Das Schwert an sich steht für Befreiung, Kraft und Unverwundbarkeit – besonders das mythische Schwert Excalibur. Das Schwert ist ein Hilfsmittel, ein Werkzeug, das dem Träger enorme Dienste erweisen kann. Die Verantwortung hat allerdings ganz allein der Träger.

Und ja, das Schwert steht durchaus auch für die Durchsetzungskraft. In erster Linie ist mein Schwert für mich der Träger meiner „5 E“: der Eingebung, der Empathie, des Ethos, der Entscheidung und der Energie. Diese 5 Elemente habe ich vom Knauf bis zur Spitze auf meinem Schwert verteilt. Und das Zusammenspiel von allen 5 Bereichen verhilft mir tatsächlich zur ganzheitlichen Durchsetzungskraft. Wenn alle Teile im Gleichgewicht sind, wirkt sie nachhaltig.

Das Schwert ist auch die Verbindung von der äußeren zur inneren Macht. Das habe ich in der Schwertarbeit erfahren. Es geht nicht darum, den Gegner zu besiegen. Die Aufgabe ist, die eigene Persönlichkeit im Gegenüber wahrzunehmen. Ein riesiges Aha-Erlebnis für mich: im Umgang mit meiner Macht und den damit verbundenen Reaktionen meiner Mitmenschen spiegelt sich meine Persönlichkeit wider.

Auf der Bühne bei Vorträgen ist mein Schwert sowohl ein Hingucker als auch ein Symbol, das hängen bleibt und meine Zuhörer später hin und wieder an die Inhalte erinnert.

Und by the way: Wenn man so einen schwierigen Namen wie ich hat, ist man gern auch einfach „die mit dem Schwert“.
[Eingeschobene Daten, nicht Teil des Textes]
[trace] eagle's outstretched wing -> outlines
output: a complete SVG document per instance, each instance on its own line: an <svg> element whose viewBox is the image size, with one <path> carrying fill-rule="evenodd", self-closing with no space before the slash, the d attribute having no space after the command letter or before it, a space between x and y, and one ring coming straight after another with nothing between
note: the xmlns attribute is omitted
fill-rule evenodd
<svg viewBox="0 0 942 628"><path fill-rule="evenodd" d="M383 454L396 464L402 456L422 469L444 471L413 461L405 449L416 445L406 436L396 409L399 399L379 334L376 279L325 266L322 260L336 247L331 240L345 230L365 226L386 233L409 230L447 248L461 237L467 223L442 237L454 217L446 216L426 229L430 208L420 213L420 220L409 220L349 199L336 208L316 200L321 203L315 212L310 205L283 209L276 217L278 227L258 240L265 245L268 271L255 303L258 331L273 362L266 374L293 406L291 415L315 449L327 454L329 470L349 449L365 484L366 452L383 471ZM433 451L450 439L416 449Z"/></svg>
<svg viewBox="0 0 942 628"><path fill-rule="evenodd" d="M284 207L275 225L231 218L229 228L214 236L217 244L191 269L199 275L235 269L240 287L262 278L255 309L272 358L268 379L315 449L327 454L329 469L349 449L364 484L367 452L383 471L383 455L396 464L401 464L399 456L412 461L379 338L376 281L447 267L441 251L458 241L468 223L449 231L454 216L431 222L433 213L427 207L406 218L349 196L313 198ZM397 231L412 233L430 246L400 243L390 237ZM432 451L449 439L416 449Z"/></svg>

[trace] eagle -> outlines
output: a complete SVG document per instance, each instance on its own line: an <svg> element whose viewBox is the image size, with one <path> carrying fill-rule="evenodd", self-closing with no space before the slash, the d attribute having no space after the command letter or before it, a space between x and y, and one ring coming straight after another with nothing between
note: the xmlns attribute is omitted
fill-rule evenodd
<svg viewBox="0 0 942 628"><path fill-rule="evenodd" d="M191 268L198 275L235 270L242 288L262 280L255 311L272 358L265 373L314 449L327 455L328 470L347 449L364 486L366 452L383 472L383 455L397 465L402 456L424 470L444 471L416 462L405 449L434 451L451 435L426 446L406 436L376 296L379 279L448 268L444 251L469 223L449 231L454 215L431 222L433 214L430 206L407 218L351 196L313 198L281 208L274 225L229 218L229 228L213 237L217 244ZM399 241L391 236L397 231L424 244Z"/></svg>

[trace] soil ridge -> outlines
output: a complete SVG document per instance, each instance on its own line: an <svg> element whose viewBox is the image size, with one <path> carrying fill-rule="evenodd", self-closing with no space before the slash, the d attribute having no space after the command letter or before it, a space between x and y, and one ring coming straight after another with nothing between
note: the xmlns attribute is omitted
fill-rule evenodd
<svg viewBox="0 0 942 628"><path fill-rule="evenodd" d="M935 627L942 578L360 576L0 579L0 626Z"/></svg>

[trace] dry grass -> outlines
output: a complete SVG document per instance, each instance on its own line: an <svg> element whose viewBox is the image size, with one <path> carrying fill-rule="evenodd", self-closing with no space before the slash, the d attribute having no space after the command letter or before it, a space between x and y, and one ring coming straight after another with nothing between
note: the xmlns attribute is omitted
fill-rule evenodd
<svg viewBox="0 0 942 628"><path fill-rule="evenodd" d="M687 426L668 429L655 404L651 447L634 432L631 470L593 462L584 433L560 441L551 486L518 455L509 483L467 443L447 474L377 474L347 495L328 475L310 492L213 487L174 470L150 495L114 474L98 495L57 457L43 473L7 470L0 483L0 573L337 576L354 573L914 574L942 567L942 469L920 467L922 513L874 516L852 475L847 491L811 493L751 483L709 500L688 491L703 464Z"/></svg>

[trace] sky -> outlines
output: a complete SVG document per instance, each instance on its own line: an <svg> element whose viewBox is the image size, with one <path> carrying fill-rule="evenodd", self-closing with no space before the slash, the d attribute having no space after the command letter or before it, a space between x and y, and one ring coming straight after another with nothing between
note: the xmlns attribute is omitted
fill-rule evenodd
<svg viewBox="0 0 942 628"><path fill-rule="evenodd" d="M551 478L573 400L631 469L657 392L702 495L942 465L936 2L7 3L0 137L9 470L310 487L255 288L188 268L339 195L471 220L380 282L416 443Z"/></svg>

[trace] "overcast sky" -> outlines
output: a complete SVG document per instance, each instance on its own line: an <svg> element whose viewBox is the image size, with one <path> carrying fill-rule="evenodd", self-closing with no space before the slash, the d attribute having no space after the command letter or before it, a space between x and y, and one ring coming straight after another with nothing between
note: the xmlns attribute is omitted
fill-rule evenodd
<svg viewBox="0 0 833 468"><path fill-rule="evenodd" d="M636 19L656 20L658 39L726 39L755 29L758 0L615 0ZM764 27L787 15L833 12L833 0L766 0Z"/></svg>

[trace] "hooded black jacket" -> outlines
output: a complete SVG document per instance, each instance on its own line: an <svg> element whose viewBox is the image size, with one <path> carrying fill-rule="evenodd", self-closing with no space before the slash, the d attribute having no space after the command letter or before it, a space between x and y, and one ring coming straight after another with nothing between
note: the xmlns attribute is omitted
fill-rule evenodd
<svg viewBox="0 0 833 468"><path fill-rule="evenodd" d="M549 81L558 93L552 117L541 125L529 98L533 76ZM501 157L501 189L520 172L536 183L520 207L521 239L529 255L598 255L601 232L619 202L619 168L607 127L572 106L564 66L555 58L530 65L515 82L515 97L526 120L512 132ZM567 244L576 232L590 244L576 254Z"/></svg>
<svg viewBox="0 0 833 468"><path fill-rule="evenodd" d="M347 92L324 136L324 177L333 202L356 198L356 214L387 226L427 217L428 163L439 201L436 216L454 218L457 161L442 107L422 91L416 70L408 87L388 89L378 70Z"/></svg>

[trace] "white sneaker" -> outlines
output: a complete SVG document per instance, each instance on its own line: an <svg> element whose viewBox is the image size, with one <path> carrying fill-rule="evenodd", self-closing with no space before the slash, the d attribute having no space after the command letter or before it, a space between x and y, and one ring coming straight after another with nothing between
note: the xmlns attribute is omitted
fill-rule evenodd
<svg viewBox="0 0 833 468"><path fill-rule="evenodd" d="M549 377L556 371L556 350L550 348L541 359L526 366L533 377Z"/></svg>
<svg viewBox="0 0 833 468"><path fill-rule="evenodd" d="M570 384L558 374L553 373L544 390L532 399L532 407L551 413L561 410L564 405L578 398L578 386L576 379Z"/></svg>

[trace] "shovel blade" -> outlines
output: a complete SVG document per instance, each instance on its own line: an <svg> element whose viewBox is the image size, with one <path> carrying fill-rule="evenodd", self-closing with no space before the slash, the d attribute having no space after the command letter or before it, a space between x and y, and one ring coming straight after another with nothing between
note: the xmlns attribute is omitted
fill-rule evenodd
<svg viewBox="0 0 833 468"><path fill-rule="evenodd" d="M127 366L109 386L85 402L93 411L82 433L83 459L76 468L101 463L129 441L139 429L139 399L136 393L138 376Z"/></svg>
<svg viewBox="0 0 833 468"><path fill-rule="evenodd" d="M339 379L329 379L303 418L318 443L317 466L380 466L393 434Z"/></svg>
Ihr Buch heißt „Macht macht sexy“. Sind alle mächtigen Menschen automatisch sexy?

Ja und nein. Ja, weil ich die These vertrete, dass machtvolles Handeln einen inneren, auch hormonellen, Sexy-State verursacht – somit wird sich ein „Machthaber“ häufig sexy fühlen. Nein, weil das eigene Gefühl nicht zwingend das ist, was die anderen im Außen wahrnehmen. Ganz wichtig ist, ob die innere Haltung auch zur Position oder Rolle passt, die einer innehat. Wenn ein nach außen machtvoller Mensch auch innerlich Stärke aufgebaut hat, fühlt es sich für die Umwelt stimmig an. Wir nennen das dann Ausstrahlung, Authentizität oder Charisma – das fühlt sich auch für andere sexy an.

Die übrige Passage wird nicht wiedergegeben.